Protest von mehr als 900 Autoren: Amazon ist nicht amoralisch

Mehr als 900 Autoren protestieren in der „New York Times“ gegen Amazon – doch sie übersehen eines: Der Konzern ist nicht amoralisch. Amazon ist in erster Linie Händler. Den Quellcode der Branche haben andere in der Hand. Ein Kommentar.

Ein Kommentar von Joachim Huber

Am 14. August erscheint „Der Circle“, der neue Roman von Dave Eggers. Die gebundene Ausgabe kostet 22,99 Euro, die E-Book-Ausgabe bei Amazon wird für 19,99 Euro angeboten. Der Leser kann für ein und dieselbe Lektüre drei Euro sparen. Was aber seinen Preis hat: Das günstigere E-Book bei Amazon verlangt den E-Book-Reader von Amazon. Und dieser Kindle amortisiert sich à la longue nur, wenn immer mehr E-Books bei der Internetplattform eingekauft werden. Die dann wieder günstiger sind als die gebundenen Ausgaben. Lesen heißt sparen, sparen heißt lesen – Amazon reibt sich die Hände.
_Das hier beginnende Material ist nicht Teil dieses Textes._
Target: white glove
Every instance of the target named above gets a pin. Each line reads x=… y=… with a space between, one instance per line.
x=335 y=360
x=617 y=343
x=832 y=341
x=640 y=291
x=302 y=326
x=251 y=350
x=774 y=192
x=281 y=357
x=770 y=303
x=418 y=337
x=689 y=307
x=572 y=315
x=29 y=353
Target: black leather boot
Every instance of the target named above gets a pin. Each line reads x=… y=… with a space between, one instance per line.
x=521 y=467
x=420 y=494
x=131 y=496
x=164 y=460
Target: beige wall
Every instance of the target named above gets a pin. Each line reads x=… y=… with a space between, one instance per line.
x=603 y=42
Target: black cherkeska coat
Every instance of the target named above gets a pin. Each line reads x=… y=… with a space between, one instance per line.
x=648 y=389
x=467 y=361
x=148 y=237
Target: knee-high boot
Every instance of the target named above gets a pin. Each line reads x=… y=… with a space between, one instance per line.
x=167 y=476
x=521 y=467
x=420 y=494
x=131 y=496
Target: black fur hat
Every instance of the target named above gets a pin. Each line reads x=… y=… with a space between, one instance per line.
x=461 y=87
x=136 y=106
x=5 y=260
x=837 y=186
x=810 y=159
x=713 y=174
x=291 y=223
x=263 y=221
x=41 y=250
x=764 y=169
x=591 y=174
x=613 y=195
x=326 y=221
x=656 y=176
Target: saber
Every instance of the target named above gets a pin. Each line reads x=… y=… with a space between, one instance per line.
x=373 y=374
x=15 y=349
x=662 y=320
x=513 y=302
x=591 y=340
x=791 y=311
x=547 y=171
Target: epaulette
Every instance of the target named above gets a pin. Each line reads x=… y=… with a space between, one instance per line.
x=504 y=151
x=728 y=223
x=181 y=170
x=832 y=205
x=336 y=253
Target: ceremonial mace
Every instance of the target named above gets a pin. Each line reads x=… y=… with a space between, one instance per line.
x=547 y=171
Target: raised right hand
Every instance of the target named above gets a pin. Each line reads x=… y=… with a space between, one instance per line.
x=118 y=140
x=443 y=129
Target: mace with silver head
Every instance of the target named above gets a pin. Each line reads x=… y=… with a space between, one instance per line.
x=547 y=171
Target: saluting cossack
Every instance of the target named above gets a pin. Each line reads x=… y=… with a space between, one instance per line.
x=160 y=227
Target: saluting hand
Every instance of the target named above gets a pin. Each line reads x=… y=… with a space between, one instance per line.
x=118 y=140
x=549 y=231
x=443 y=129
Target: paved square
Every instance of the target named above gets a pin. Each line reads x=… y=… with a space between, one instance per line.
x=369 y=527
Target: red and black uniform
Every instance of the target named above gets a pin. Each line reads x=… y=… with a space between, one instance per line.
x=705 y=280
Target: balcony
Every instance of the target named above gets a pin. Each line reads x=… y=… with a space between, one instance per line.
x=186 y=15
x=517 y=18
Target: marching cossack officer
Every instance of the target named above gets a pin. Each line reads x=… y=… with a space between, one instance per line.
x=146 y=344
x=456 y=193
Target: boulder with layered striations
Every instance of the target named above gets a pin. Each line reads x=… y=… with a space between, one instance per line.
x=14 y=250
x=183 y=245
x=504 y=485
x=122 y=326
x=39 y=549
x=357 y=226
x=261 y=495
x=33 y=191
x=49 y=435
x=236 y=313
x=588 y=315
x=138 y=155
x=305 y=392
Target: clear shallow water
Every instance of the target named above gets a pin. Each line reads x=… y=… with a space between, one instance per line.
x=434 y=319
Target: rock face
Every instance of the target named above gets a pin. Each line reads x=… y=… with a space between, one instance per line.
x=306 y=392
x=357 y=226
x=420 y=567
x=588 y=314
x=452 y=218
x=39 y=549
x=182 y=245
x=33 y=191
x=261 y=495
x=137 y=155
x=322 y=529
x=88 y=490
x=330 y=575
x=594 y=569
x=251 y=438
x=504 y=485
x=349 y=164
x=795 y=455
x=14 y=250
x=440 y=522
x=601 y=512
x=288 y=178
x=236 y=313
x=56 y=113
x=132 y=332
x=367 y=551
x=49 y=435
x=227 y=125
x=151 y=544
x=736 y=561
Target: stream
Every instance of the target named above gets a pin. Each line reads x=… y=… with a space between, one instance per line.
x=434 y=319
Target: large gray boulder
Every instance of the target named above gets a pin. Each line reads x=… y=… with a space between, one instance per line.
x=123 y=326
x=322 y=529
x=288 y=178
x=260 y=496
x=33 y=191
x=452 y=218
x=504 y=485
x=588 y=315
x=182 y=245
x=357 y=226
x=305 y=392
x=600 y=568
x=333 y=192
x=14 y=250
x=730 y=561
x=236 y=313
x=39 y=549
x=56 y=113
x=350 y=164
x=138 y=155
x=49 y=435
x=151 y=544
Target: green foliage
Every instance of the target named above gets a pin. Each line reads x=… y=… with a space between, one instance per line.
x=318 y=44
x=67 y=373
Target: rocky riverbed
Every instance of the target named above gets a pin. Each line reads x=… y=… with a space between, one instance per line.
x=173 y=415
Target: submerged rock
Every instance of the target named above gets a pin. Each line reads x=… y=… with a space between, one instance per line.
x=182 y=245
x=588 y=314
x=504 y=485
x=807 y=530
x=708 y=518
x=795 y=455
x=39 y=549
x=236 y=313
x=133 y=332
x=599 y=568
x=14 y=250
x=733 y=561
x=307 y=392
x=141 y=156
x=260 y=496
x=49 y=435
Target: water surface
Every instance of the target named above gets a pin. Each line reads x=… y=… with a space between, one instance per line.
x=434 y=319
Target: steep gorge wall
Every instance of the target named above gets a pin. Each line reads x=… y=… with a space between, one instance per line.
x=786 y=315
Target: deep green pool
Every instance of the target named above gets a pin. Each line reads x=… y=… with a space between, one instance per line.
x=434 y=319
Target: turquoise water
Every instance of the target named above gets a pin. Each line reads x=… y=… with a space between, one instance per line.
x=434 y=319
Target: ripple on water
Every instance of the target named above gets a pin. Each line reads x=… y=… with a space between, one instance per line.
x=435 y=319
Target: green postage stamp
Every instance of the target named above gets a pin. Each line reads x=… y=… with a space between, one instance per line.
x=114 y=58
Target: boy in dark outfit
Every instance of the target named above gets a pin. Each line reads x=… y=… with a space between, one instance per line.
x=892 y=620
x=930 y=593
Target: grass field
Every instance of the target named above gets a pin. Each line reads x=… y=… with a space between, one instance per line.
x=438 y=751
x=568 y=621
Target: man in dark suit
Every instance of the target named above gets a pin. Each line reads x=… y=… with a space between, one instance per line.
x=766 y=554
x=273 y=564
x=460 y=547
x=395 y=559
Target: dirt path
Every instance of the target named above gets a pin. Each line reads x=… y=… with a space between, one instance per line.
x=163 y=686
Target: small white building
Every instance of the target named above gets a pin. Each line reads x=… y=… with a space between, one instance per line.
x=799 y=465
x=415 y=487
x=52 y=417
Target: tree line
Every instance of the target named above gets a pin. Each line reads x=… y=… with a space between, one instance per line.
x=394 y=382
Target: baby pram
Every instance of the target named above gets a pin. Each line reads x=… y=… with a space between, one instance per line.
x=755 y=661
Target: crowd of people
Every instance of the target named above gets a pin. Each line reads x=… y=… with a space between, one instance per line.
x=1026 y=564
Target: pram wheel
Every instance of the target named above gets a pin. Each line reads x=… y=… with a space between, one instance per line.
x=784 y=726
Und der Autor? Ist der Anteil von Dave Eggers an 22,99 Euro Verkaufspreis größer als an 19,99 Euro? Auf jeden Fall muss er größer sein, als wenn das E-Book nur 9,99 Dollar, also etwa 7,45 Euro, kostet. Um diesen Preis dreht sich ein Streit zwischen dem Online-Händler und dem US-Verlag Hachette. Amazon verlangt, dass es digitale Bücher von Hachette für diesen und keinen anderen Preis anbieten kann. Der Verlag stemmt sich gegen den E-Book-Deal und wird deswegen von Amazon massiv unter ökonomischen Druck gesetzt.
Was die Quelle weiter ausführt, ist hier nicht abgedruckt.